Loading textual datas#
ArchiTXT enables seamless integration of textual data by representing it as a hierarchical tree structure, derived from the syntax tree. Through its built-in simplification algorithm, ArchiTXT organizes this data into structured instances, which can be easily combined with existing database instances.
See also
Preparing a Text Corpora for more information on BRAT format support.
Exploring a Textual Corpus with ArchiTXT for real-case usage examples.
Annotations#
While ArchiTXT does not include built-in data extraction tools, it operates on text that is accompanied by annotations. These annotations can be directly provided to ArchiTXT or loaded from corpora formatted in the BRAT format, packaged as a zip or tar-archived folder.
Supported annotation types include:
Named Entities: Specific segments of text representing objects or concepts with distinct names or types. For example, the sentence “Alice likes apples”, “Alice” can be annotated as a Person entity, and “apples” as a Fruit entity.
Relations: Binary connections between two entities that express semantic relationships. In “Alice likes apples”, the word “likes” indicates a possible relation between the Person entity “Alice” and the Fruit entity “apples”.
Named entities are interpreted as entities within the ArchiTXT meta-model.
Text to trees#
Consider the example sentence:
> The heart rate was 100 bpm
With the following named entities:
“heart rate” annotated as a Sign or Symptom (SOSY)
“100” annotated as a Value
“bpm” annotated as a Unit
ArchiTXT start by extracting the syntax tree of each text. The raw syntax tree for the example sentence is as follows:
--- config: theme: neutral --- graph TD; S --> NP1["NP"] S --> VP NP1 --> DT NP1 --> NN1["NN"] NP1 --> NN2["NN"] DT --> The NN1 --> heart NN2 --> rate VP --> VBD VBD --> was VP --> NP2["NP"] NP2 --> CD CD --> 100 NP2 --> NN3["NN"] NN3 --> bpm
Entities are then embedded into the tree:
--- config: theme: neutral --- graph TD; S --> NP1["NP"] S --> VP NP1 --> DT DT --> The NP1 --> sosy["ENTITY SOSY"] sosy --> NN1["NN"] sosy --> NN2["NN"] NN1 --> heart NN2 --> rate VP --> VBD VBD --> was VP --> NP2["NP"] NP2 --> CD CD --> value["ENTITY VALUE"] value --> 100 NP2 --> NN3["NN"] NN3 --> unit["ENTITY UNIT"] unit --> bpm
The tree is then simplified by removing unnecessary branches, focusing only on meaningful entities:
--- config: theme: neutral --- graph TD; S --> NP1["NP"] S --> VP NP1 --> sosy["ENTITY SOSY"] sosy --> NN1["NN"] sosy --> NN2["NN"] NN1 --> heart NN2 --> rate VP --> NP2["NP"] NP2 --> CD CD --> value["ENTITY VALUE"] value --> 100 NP2 --> NN3["NN"] NN3 --> unit["ENTITY UNIT"] unit --> bpm
Finally, the tree is reduced by eliminating unnecessary nodes:
--- config: theme: neutral --- graph TD; S --> sosy["ENTITY SOSY"] sosy --> heart sosy --> rate S --> VP VP --> value["ENTITY VALUE"] value --> 100 VP --> unit["ENTITY UNIT"] unit --> bpm
Parse your documents#
ArchiTXT provides multiple parsing backends to process documents and extract structured representations.
CoreNLP#
ArchiTXT can use CoreNLP to process the documents. To use this, you need to have a CoreNLP server running with the appropriate language model installed.
Note
A pre-configured Docker setup for a CoreNLP server (supporting both English and French) is available in the GitHub repository. This setup is intended for development use only. For production deployment, consult the official CoreNLP documentation.
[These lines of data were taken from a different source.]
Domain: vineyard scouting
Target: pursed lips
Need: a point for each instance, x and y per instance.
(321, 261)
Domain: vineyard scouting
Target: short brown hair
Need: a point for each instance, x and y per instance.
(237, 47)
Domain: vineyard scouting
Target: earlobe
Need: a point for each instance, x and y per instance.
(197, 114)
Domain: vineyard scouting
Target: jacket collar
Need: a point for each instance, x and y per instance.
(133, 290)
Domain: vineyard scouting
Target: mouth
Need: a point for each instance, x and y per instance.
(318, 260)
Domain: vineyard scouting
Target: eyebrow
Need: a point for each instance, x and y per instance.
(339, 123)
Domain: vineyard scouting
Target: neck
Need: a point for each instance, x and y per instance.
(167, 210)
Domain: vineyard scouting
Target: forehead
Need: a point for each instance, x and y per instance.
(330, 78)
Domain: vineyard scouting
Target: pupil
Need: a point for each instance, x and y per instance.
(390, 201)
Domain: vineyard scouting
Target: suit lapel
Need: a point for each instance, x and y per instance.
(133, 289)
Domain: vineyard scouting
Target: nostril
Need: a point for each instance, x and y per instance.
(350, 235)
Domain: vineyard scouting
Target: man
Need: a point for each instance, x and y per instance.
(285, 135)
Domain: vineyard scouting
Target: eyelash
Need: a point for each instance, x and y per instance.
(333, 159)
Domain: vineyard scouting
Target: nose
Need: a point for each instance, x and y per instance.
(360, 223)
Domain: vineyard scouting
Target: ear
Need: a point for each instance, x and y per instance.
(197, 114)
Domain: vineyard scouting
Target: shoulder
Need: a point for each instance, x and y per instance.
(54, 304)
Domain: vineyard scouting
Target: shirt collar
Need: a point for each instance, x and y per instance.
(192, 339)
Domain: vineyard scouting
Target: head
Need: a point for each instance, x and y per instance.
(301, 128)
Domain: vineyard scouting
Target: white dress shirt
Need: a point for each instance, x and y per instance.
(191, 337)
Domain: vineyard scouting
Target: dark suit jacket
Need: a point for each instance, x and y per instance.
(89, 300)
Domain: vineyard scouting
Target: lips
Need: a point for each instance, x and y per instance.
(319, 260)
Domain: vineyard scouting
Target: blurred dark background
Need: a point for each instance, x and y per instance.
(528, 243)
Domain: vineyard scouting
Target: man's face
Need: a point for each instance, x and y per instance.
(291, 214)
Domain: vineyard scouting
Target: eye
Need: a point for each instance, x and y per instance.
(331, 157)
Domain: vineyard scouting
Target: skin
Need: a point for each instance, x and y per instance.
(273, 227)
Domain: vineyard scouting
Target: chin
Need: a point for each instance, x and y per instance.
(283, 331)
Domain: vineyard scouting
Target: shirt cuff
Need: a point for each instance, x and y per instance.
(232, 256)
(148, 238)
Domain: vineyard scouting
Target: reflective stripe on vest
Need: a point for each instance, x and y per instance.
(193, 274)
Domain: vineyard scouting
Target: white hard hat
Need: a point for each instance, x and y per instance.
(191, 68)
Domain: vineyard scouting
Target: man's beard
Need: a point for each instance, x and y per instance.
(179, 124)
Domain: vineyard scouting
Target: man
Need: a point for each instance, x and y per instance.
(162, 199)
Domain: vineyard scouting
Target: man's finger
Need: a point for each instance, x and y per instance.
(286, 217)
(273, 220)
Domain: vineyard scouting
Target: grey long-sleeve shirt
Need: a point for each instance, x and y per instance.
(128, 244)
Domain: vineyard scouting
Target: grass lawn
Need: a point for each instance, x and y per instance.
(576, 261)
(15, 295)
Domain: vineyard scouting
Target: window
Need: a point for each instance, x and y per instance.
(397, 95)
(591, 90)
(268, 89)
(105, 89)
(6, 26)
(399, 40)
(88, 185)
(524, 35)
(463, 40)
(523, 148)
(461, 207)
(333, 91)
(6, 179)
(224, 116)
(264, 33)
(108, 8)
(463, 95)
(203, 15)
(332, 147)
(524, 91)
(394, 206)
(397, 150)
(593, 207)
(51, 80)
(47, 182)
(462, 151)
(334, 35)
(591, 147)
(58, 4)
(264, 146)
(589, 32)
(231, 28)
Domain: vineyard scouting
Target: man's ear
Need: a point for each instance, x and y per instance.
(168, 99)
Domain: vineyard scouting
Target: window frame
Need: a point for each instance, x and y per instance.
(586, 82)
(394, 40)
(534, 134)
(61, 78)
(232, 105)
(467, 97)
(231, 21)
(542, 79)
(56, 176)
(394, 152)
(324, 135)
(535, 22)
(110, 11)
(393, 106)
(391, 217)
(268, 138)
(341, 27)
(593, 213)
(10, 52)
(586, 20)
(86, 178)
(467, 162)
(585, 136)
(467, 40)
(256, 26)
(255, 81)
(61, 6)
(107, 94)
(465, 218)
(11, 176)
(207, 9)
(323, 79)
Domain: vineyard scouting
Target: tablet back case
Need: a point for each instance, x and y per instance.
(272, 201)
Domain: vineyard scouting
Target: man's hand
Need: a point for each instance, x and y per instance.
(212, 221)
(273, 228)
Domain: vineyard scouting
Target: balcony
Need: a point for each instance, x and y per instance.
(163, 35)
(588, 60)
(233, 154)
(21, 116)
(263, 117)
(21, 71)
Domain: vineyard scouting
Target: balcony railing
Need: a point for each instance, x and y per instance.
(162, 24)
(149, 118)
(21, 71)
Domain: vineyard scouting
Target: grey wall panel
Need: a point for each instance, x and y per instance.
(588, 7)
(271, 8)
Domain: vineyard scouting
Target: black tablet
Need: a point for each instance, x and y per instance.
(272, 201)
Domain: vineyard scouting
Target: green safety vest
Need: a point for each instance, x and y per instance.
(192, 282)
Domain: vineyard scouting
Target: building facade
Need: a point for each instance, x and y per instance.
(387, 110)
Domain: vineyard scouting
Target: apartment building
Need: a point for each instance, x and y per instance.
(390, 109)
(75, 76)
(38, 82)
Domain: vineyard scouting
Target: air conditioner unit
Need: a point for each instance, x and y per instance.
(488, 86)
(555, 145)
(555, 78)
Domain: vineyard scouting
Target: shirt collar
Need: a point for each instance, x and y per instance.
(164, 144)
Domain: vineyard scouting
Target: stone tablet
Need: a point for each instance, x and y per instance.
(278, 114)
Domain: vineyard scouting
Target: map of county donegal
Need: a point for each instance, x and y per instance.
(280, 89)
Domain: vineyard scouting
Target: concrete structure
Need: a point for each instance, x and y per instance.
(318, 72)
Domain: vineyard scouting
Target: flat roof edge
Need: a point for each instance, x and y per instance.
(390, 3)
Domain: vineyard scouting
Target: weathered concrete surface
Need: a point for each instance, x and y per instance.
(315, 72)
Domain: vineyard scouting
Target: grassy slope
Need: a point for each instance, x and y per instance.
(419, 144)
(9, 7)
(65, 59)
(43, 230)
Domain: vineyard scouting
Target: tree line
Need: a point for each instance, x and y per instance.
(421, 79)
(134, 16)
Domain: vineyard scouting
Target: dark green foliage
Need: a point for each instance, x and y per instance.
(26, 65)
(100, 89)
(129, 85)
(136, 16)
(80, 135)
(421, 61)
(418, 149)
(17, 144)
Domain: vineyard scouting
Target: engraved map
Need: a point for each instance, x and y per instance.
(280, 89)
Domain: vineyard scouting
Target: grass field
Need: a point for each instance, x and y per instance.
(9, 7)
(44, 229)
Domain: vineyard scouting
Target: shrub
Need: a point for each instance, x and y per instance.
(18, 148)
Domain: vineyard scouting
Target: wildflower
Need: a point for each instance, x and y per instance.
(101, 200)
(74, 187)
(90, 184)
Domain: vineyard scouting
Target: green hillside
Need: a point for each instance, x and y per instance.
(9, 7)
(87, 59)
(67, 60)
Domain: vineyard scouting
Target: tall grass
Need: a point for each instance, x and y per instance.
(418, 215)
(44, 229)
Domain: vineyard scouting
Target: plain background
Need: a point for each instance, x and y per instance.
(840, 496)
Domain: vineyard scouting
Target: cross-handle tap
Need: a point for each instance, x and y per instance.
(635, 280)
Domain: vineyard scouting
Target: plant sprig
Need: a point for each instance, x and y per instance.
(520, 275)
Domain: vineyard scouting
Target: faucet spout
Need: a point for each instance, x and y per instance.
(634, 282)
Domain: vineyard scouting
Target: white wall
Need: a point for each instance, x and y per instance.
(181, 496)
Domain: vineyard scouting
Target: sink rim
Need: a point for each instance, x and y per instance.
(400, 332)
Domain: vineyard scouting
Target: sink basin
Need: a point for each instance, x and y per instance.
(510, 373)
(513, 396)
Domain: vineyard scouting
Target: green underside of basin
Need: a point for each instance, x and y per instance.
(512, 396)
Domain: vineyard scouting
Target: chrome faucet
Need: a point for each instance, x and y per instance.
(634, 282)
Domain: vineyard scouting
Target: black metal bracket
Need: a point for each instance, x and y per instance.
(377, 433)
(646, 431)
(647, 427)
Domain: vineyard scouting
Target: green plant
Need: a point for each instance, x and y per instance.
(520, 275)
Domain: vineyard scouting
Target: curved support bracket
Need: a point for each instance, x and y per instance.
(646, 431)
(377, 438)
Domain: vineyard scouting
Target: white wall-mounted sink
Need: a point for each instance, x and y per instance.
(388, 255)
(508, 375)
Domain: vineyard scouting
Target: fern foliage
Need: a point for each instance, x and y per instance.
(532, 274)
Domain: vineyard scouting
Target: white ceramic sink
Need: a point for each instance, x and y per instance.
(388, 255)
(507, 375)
To initialize a architxt.nlp.parser.corenlp.CoreNLPParser
in ArchiTXT, use:
from architxt.nlp.parser.corenlp import CoreNLPParser
parser = CoreNLPParser(corenlp_url='http://localhost:9000')
Benepar#
ArchiTXT also supports the Benepar parser, which integrates with SpaCy for syntactic parsing.
To initialize a architxt.nlp.parser.benepar.BeneparParser
, use:
from architxt.nlp.parser.benepar import BeneparParser
parser = BeneparParser(spacy_models={
'English': 'en_core_web_md',
'French': 'fr_core_news_md',
})
You need to specify the SpaCy models to use for each language, and they must be installed beforehand. SpaCy provides various models (sm, md, lg) with different sizes and capabilities. You can install them using:
python -m spacy download en_core_web_md
python -m spacy download fr_core_news_md
For a full list of available models, visit the SpaCy model directory.